Our project aims to study the genetic mechanisms responsible for the occurrence of pediatric melanomas, without a family history of melanoma. Our working hypothesis is that some of these melanomas occur as a result of a de novo genetic "accident" occurring either in parental gametes or post-zygotically during the development of the neural crest. In collaboration with the Evry CNG, we obtained sequencing data of constitutional exomes (on DNA extracted from the blood) of 41 trios (child and parents), 14 solos of melanoma of the child, completed by exomes of 6 Frozen tumors. Bioinformatic analyses showed the existence of early germinal or post-zygotic de novo mutations of genes involved in neural crest development or cancers, in 5 cases (4 genes). For two children whose melanoma developed on a giant congenital nevus, a post-zygotic mutation was identified on NRAS oncogene, as previously described. A 6th child carries a mutation of the gene CDKN2A, inherited from the father.

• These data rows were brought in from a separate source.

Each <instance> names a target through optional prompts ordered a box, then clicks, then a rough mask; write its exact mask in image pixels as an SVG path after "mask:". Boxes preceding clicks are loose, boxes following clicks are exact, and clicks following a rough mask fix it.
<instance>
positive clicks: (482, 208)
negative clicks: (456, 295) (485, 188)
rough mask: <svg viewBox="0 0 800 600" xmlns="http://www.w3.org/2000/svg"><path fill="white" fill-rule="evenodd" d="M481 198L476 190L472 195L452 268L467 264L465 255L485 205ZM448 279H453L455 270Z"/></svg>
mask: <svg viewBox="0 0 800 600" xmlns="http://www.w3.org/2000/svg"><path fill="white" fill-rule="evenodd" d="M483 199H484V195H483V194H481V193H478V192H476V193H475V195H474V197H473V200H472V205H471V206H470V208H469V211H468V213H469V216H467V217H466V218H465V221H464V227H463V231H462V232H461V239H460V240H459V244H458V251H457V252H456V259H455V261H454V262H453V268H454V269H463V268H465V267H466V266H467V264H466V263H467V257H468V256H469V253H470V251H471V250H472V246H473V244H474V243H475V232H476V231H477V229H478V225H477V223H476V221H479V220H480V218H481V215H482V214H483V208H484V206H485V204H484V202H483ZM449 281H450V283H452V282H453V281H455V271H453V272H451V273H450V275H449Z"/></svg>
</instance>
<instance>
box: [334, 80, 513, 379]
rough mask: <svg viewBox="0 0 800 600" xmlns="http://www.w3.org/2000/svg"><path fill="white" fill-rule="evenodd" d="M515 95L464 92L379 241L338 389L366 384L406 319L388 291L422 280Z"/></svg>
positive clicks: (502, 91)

We are actually conducting functional studies on selected mutants in the HMEL line, derived from normal human melanocytes from neonatal foreskins, transduced by four sequential retroviral infections using a vector expressing hTERT, CDK4R24C, a dominant negative TP53 mutant, TP53DD and finally the BRAFV600E oncogene. We are also conducting developmental studies in the chick embryo. In parallel, we are increasing the number of samples studied through additional germline and tumoral WES.

This project will highlight the mechanisms of melanocytic oncogenesis of the child, in order to improve their diagnostic and therapeutic management.